Tuesday, January 3, 2012

The lure of the soaps

Lately I've found myself giving into another guilty pleasure (besides "Hoarding") when I settle into a cozy chair and let the television take me from the midday news seamlessly into an alternate reality -- the world of the soap opera. While I don't go out of my way to watch "Days of Our Lives," and wouldn't schedule my day around it, I watch it with a sense of catching up with old friends.
My grandmother watched her "stories" when I was a child. Although she worked most of the time, when one of the periodic layoffs in the local textile plants left her at home in the afternoon, she'd be tuned into one soap or another. I grew up acquainted with the Hortons on "DOL" as well as other characters on the shows that took over our limited television channels throughout the afternoon. As I grew older, I forgot about soaps until I went off to college. There, suddenly, soaps were the rage and we scheduled our classes around time for our soaps. Bo and Hope were young star-crossed lovers on DOL. So were Jack and Jennifer. When it came time to choose classes for the quarter (yes, it's been that long), we'd block out our soap times first, avoid 8 a.m., and go from there. Then college ended, the star crossed lovers married (or perhaps in some cases didn't) and so did we. Looking back at Bo and Hope's wedding, I can vividly recall the 80s and where I was in my own life.
With a career and children of my own, I can't say I've actually given the characters on what was my favorite soap much thought in the last few decades. But lately I'm a stay at home caregiver and naptime, or often the time I'm waiting for the quiet that means little people are really sleeping, corresponds with Days of Our Lives. So I found myself watching and recognizing old friends. There was Marlena, the least changed, although she somehow wound up with John, not Roman, who I seem to recall died, then was not dead after all. The senior Hortons have passed away leaving mystery in their wake. Jack and Jennifer, looking a bit different from the teens I remember, have apparently been together and then apart and aren't sure where they are now.

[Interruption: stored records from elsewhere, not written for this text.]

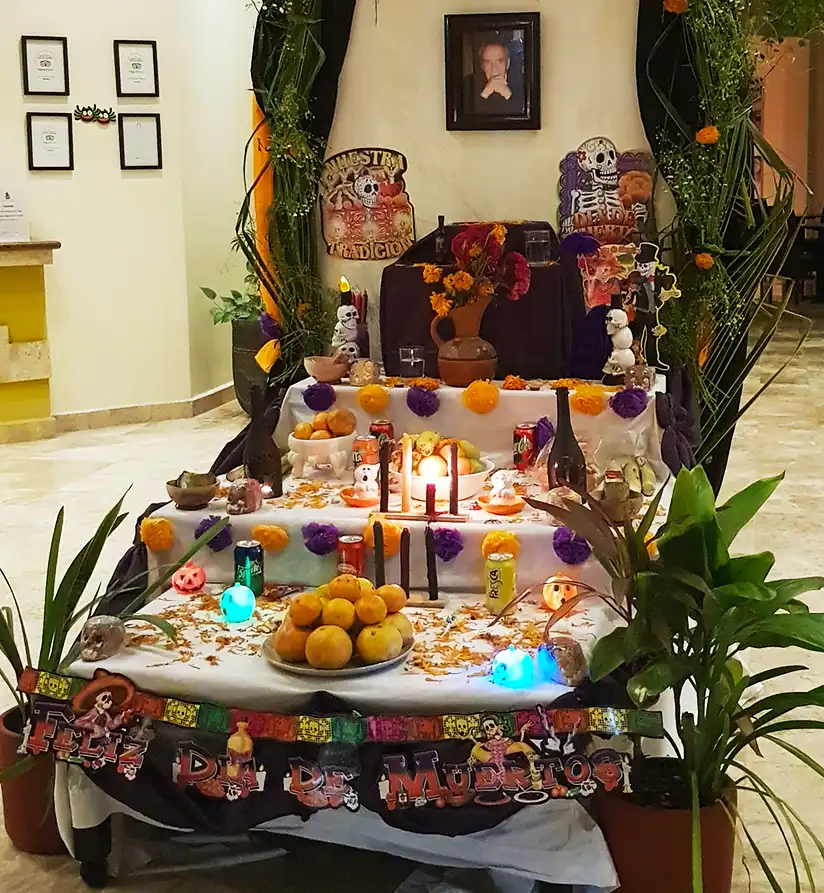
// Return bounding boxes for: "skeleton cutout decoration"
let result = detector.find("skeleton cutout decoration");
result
[320,149,415,260]
[559,136,652,244]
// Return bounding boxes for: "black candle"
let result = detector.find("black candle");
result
[449,443,458,515]
[374,521,386,588]
[380,439,389,512]
[425,525,438,602]
[401,527,411,595]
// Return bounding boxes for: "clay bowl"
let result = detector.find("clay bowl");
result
[303,357,349,384]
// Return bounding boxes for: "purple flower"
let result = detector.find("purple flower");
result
[195,515,232,552]
[303,381,337,412]
[433,527,463,561]
[609,388,647,419]
[301,521,338,555]
[406,386,441,419]
[258,313,281,341]
[535,416,555,450]
[561,232,601,257]
[552,527,592,564]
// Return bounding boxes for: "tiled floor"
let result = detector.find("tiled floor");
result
[0,329,824,893]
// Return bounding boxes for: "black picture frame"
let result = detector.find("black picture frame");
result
[113,40,160,99]
[444,12,541,130]
[117,112,163,171]
[20,34,69,96]
[26,112,74,171]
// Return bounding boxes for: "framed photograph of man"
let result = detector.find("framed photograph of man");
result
[444,12,541,130]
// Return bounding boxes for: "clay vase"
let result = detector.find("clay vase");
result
[0,708,66,856]
[429,297,498,388]
[597,794,735,893]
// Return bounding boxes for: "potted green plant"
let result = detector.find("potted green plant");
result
[200,263,267,415]
[532,467,824,893]
[0,494,228,855]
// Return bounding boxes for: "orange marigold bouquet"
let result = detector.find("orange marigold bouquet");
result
[423,223,531,316]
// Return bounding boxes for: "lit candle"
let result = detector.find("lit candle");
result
[449,443,458,515]
[401,434,412,514]
[401,527,412,595]
[426,484,435,518]
[374,521,386,589]
[424,528,438,602]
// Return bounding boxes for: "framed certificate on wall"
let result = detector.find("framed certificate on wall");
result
[20,36,69,96]
[117,114,163,171]
[26,112,74,171]
[114,40,160,97]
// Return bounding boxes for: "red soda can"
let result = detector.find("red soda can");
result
[338,536,366,577]
[369,419,395,445]
[512,422,538,471]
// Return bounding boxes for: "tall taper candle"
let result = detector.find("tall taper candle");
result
[424,524,438,602]
[401,527,412,595]
[449,443,458,515]
[401,434,412,514]
[380,440,389,513]
[373,521,386,589]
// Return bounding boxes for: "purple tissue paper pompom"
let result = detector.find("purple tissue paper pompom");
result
[258,313,281,341]
[552,527,592,564]
[303,381,337,412]
[609,388,647,419]
[301,521,338,555]
[406,386,441,419]
[195,515,232,552]
[535,416,555,453]
[433,527,463,561]
[561,232,601,257]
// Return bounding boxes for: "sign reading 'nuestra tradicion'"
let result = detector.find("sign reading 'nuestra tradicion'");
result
[320,149,415,260]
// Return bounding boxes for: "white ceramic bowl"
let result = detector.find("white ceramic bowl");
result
[408,458,495,502]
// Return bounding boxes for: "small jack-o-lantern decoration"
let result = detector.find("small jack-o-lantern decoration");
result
[172,561,206,595]
[543,574,578,611]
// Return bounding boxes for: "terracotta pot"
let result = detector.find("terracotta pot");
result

Characters have died and been born, moved in and moved away, gone from bad guys to good. Children have aged at an unnatural pace, but otherwise, their scripted lives, minus the drama, have moved forward much as mine. Just like my friends and I, they've had children, made marriages work or not, made good choices and bad, drifted apart and reconnected. If you've ever watched a soap, then you know the feeling. Despite the often overblown situations, there's a sense of the familiar, an understanding and a comfort. Especially when you see that you're not the only one getting older. So are Hope and Bo.